[AAACE-NLA] Closing the digital divide
David Rosen
DJRosen at theworld.com
Thu Aug 14 16:52:58 EDT 2008
Hi Tom,
On Aug 14, 2008, at 11:46 AM, tsticht at znet.com wrote:
> David: Do you envision funding for the digital divide effort at the
> federal
> level to be part of a new Adult Education and Literacy System
> funding level
> or as a separate federal program?
Ideally it should be part of a new AELS funding level. It should be
for everyone who wants these skills, not a separate demonstration
technology Initiative for only a few programs.
> In your judgement, which has highest priority, federal funding at
> $1 billion
> as called for in the Action Agenda report of 2000 or the technology
> effort
> you are proposing?
Both are a priority -- it should be part of the $1 billion Action
Agenda.
> If there is a national federally funded digital gap closing effort
> how will
> it be evaluated? Is there a cost-benefit methodology? Is there a
> way to
> determine the extent to which the gap has been closed due to the
> federal
> funding?
Good questions. Perhaps you could suggest some ways that this could
be evaluated, Tom. My thought is to narrow the effort to students
enrolled in publicly funded programs, to identify measures
(benchmarks) for basic computer comfort and competence, to assess who
has these and who doesn't, to offer instruction and help in getting
access to those who don't have the access, skills and knowledge and
who want this, and then to post-test, and perhaps award a competency-
based computer literacy certificate.
> In the past there have been some large scale federal and private
> efforts to
> close the digital gap in the K-12 system as a means of raising
> reading and
> math achievement and hence help close the minority-majority
> achievement
> gap. I don't recall that these efforts made much of a dent in this
> gap. Do
> you know of other efforts in closing the technology gap in different
> populations and what the outcomes were?

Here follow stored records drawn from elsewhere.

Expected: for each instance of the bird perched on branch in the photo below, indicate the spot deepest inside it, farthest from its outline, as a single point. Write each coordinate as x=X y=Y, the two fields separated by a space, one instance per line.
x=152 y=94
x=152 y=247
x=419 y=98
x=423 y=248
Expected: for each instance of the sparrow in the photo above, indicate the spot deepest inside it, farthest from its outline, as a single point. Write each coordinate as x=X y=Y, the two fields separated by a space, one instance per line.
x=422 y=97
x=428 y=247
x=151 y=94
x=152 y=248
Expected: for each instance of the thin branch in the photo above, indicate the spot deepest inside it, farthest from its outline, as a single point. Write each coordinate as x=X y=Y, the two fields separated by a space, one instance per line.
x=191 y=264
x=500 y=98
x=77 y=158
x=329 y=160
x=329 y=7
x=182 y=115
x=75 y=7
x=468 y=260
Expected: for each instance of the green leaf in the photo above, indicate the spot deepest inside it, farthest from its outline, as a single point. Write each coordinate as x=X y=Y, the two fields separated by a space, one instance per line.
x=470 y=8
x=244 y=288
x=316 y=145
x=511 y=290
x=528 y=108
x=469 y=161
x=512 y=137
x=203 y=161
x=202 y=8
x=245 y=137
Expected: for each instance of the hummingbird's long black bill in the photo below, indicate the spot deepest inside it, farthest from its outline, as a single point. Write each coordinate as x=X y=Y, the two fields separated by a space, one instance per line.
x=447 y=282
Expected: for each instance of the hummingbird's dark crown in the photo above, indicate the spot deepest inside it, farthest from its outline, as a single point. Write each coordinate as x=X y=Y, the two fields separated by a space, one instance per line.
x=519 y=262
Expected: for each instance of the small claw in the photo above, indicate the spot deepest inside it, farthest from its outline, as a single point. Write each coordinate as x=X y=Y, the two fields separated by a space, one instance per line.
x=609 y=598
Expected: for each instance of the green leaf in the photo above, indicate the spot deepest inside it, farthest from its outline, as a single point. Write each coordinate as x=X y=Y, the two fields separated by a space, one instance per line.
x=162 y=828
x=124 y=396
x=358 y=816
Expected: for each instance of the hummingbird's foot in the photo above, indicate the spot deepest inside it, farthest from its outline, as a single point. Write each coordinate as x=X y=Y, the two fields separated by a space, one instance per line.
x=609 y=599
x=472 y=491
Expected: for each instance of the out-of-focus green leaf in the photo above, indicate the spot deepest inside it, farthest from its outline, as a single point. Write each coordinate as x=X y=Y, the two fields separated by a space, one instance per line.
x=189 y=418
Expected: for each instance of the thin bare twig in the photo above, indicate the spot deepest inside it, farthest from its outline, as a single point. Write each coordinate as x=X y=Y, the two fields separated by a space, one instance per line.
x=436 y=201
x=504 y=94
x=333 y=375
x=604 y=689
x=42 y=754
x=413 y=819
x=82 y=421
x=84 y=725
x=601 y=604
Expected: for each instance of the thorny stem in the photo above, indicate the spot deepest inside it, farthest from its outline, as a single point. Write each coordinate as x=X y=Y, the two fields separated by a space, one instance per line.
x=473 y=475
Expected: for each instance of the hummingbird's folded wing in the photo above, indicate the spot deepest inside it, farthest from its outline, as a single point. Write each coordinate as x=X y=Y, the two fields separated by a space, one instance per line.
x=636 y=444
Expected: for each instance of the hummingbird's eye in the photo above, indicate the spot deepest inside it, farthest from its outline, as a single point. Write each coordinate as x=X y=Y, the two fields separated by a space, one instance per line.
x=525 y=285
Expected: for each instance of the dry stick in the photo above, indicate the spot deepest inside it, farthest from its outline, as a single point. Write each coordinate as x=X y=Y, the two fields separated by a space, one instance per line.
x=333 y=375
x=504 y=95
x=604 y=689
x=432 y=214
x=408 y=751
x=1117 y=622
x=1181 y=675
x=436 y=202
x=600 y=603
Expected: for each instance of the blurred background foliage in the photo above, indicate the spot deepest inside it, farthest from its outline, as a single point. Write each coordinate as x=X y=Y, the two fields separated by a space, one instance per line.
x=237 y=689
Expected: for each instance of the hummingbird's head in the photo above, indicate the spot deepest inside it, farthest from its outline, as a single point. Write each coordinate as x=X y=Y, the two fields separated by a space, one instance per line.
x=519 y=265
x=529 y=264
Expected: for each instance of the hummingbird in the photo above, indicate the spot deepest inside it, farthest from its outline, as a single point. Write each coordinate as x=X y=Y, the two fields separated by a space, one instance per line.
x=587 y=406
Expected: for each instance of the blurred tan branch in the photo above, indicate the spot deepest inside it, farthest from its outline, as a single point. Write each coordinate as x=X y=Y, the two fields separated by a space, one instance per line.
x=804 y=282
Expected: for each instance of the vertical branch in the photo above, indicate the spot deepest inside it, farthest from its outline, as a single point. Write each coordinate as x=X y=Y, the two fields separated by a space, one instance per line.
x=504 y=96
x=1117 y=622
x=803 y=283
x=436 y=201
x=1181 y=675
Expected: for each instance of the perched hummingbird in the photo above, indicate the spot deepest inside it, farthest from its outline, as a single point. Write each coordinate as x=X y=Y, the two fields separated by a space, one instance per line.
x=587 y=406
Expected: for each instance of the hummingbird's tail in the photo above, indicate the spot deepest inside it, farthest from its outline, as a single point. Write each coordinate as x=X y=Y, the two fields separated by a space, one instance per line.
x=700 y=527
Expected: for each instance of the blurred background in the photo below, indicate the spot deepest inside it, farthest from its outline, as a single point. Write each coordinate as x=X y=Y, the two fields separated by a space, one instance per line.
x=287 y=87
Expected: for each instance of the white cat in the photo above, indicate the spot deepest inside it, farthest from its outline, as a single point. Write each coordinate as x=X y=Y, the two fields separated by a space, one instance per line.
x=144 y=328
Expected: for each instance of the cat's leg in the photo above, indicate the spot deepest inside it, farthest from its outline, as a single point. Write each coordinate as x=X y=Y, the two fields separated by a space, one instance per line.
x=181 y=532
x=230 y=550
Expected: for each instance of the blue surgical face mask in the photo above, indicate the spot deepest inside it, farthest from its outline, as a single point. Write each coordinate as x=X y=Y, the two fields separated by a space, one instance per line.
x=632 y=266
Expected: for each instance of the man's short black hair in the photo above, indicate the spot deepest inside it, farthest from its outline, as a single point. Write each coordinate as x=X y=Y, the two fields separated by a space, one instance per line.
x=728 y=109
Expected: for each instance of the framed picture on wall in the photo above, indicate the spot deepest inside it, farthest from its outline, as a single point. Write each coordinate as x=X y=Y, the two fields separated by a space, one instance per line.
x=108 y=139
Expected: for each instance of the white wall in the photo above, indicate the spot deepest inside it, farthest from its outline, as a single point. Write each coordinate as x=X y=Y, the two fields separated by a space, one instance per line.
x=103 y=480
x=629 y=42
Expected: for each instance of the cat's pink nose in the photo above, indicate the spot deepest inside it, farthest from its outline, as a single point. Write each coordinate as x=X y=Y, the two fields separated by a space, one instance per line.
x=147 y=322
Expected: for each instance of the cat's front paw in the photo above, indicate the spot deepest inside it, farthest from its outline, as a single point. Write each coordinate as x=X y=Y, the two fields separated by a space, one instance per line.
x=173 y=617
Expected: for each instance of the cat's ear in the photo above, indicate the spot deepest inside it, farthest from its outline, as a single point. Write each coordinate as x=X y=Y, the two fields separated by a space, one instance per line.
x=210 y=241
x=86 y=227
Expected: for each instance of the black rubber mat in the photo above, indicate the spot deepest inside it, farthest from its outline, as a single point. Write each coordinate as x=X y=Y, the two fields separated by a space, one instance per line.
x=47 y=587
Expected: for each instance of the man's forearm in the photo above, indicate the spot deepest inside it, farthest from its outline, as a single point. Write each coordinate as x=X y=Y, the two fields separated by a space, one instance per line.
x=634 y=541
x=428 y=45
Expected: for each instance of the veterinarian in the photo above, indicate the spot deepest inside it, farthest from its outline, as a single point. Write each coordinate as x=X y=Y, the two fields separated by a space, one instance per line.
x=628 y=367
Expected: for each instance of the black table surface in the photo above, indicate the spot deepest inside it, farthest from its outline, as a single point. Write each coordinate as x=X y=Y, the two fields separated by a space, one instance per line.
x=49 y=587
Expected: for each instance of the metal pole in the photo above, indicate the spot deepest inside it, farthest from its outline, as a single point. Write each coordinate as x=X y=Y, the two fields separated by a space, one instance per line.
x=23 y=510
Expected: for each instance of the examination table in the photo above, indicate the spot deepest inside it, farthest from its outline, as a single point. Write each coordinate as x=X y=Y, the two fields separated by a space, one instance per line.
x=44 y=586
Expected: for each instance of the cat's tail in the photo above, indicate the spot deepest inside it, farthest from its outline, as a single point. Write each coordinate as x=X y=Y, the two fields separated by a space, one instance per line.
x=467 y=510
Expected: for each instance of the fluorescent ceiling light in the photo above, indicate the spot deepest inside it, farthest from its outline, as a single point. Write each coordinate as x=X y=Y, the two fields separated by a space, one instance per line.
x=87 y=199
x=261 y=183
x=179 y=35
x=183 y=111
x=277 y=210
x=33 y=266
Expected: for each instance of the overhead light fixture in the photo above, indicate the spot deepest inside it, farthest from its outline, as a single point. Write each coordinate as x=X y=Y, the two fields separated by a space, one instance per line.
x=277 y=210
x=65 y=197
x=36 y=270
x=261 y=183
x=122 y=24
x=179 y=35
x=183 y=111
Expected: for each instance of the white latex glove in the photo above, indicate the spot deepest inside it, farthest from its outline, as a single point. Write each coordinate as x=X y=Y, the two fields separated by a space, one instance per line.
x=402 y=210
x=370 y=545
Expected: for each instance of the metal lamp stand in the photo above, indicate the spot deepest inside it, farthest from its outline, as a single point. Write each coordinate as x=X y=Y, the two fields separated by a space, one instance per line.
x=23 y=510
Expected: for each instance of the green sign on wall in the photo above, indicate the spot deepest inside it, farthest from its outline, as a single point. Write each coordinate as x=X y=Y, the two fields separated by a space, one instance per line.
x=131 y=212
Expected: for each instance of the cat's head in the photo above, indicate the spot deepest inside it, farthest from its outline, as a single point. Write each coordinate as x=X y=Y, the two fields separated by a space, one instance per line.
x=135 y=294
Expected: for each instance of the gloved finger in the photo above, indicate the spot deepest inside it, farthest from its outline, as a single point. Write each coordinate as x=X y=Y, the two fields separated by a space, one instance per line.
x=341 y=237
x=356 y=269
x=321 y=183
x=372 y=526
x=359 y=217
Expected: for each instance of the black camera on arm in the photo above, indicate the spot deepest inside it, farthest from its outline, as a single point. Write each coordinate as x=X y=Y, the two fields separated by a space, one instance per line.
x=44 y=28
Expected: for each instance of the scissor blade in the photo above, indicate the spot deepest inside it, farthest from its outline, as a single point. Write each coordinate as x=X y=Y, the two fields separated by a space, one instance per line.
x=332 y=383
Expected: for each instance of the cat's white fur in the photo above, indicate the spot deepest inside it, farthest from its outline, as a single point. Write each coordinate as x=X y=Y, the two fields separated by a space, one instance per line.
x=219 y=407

No, I don't know of other efforts that have been systematically
evaluated, but if there are some it would be good to look at them to
avoid the mistakes they may have made. One difference in what I
propose may be that the numbers of those enrolled in adult ed
programs are very small as compared with K-12 enrollments. That
should make this manageable. Another is that only those who choose to
have computer comfort and competence will get the training, so there
should be strong learner motivation.